Gaborone- The Court of Appeal in Gaborone has ruled that the dispute between Botswana’s troubled copper mine and Russian copper nickel mine giant, Norilsk Nickel Africa be heard in the London Court of International Arbitration (LCIA).

The Botswana Government is a 100% shareholder in the liquidated copper mine.

This follows a decision by Norilsk Africa to appeal a he High Court decision in Botswana which had rejected its court papers to pursue its claims against BCL and government of Botswana to be heard in LCIA.

Overruling the High Court’s decision, the Court of Appeal and gave Norilsk Africa the go-ahead to pursue its US$271 million claims against BCL Group and Botswana government in LCIA.

The dispute between the parties emanates from a 2014 deal in which Norilsk struck two agreements with BCL Limited to sell its 85% stake in Tati nickel mine and its 50% stake in South Africa’s Nkomati Nickel to the state-run nickel producer for US$337m. 

The price was dropped to US$277million. The Botswana Government decided to place BCL under final liquidation in 2016 blaming the company’s poor cashflow position and low commodity prices.

While Norilsk Africa has since taken a decision to terminate its sale of agreement with BCL in December, the company says it remains resolute to claim an amount of over US$271 million together with accrued interest beginning 12 October 2016 from BCL.

In his judgement, Justice Jacobus Brand of the Court of Appeal also shared the same sentiments that while it has terminated the sales agreement “This of course does not change the essential nature of proceedings before the LCIA.”

According to the judge, “That forum (LCIA) will still have to decide whether or not the conditions precedent in the share sale agreement had been fulfilled,” he said. If this issue is decided in favour of BCL.”

He said if it is decided in favour of Norilsk, the LCIA can then proceed to determine the quantum of Norilsk’s damages upon termination.  

Justice Brand said the truth of the matter seems to be that in order to prove their claim against the Respondents (BCL), the Appellants, Norilsk, will have to establish that the share sale agreement became unconditional and the quantum of their damages upon termination of the agreement.

He said “It is plain to me that both these issues can only be determined by LCIA. The inevitable conclusion is therefore that to preclude the Applicants from proceeding with the arbitration in the LCIA would be to prevent them from ever proving their claims. 

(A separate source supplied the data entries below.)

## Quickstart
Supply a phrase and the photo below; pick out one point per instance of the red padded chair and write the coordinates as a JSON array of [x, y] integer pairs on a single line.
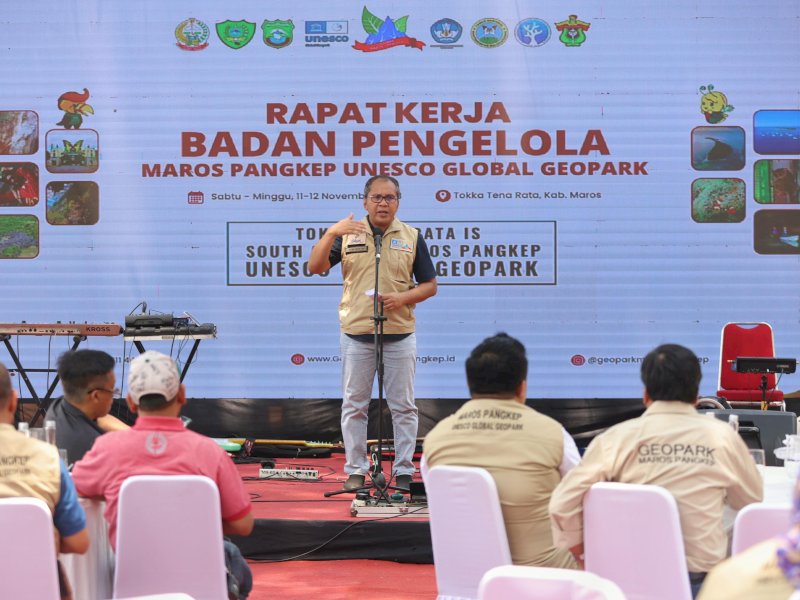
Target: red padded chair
[[746, 339]]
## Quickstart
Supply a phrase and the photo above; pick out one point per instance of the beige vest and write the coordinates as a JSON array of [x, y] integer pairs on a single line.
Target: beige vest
[[523, 450], [28, 468], [398, 250]]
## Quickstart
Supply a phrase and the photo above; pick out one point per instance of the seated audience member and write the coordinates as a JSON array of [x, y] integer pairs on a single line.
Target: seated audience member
[[526, 452], [767, 571], [32, 469], [159, 444], [81, 415], [702, 462]]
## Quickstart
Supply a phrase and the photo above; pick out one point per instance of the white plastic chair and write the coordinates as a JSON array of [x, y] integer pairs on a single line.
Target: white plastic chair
[[169, 538], [758, 522], [28, 550], [467, 528], [542, 583], [632, 536]]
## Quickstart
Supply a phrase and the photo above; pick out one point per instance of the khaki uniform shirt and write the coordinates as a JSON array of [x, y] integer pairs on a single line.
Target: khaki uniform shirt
[[702, 462], [398, 250], [522, 450], [751, 575], [28, 468]]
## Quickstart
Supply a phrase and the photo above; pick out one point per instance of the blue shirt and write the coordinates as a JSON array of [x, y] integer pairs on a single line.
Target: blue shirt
[[68, 516]]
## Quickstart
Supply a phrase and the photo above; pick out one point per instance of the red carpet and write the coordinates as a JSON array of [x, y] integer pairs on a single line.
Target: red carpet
[[343, 580]]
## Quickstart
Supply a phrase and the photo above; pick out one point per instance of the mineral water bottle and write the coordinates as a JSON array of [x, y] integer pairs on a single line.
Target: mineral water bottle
[[50, 431], [733, 421]]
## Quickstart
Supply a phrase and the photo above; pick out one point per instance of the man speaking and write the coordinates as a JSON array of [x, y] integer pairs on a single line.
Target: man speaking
[[404, 259]]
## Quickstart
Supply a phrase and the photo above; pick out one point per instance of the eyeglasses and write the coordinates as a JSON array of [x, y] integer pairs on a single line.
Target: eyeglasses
[[116, 391], [378, 198]]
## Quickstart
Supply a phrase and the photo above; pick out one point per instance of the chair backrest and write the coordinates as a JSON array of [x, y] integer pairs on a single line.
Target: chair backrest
[[632, 536], [744, 339], [28, 550], [541, 583], [758, 522], [467, 528], [169, 537]]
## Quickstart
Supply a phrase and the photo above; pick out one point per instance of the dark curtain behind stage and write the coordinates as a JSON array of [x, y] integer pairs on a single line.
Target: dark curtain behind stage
[[318, 419]]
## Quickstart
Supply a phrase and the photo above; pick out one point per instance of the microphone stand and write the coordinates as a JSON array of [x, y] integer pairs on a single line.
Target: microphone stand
[[377, 477]]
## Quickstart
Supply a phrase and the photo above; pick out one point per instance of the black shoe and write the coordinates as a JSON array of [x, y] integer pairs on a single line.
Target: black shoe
[[353, 482], [403, 482]]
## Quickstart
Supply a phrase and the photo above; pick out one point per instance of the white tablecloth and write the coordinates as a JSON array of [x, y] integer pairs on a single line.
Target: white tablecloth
[[778, 485], [91, 574]]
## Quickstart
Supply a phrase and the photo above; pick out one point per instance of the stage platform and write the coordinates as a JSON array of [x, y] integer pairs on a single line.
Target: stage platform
[[294, 519]]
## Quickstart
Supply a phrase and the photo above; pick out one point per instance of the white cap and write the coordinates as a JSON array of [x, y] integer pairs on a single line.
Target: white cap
[[153, 373]]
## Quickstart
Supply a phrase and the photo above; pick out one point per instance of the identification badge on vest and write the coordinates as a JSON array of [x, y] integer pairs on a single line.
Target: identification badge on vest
[[402, 245], [356, 243]]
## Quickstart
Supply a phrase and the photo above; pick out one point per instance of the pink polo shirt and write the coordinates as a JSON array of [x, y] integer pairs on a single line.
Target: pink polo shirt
[[157, 446]]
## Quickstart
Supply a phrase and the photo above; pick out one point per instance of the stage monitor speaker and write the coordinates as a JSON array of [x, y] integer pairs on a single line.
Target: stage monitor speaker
[[762, 429]]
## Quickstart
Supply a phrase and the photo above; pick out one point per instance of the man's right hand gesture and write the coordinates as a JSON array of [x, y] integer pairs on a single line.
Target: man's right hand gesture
[[347, 226], [318, 261]]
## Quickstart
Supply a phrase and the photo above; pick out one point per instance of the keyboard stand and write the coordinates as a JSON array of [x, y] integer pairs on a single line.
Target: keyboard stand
[[42, 404], [137, 341]]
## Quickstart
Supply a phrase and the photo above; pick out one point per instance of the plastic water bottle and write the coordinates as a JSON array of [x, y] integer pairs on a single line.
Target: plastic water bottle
[[50, 431], [733, 421]]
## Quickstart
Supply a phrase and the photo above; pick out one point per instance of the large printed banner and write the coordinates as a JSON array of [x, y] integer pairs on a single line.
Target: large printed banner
[[593, 178]]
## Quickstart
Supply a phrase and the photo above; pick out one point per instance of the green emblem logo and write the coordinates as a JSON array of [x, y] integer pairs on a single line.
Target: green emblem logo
[[278, 34], [573, 31], [236, 34]]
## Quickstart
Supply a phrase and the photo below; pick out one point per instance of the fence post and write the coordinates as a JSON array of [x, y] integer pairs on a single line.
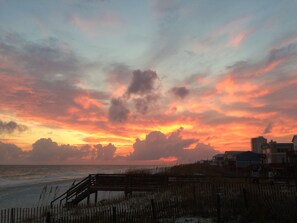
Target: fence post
[[245, 198], [12, 215], [194, 194], [153, 210], [48, 218], [114, 214], [219, 207]]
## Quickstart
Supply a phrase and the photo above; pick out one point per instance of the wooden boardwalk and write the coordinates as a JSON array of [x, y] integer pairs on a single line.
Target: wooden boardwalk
[[120, 182]]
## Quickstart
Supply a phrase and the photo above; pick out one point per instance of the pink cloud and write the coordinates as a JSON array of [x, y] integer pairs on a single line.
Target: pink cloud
[[238, 39]]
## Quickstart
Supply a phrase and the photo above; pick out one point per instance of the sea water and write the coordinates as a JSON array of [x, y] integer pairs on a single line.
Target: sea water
[[38, 185]]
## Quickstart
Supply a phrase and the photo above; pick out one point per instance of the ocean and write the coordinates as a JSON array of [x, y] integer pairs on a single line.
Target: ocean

“The point is that the claims are clearly not frivolous and to deny Applicants the opportunity to prove them will amount to a serious injustice which can never be endorsed by this court.”

He ordered that “The appeal is held with costs including costs of two counsel against First and Second Respondents jointly on paying the other to be absolved, such costs to be costs in the liquidation of First and Second Respondents.”

The Court of Appeal also ordered that Norilsk should commence and prosecute arbitration proceedings in the London Court of International against BCL pursuant to clause 29.3 of the share sale and purchase agreement entered into between BCL as seller and Norilsk purchaser in October 2014.

The order also states that in the event that BCL does not concede that the share sale agreement is unconditional, the court in London should determine whether or not the share sale agreement is unconditional. The court order further states that that in the event that it is determined or conceded by BCL that the share sale agreement is unconditional, the court should determine damages to which Norilsk is entitled.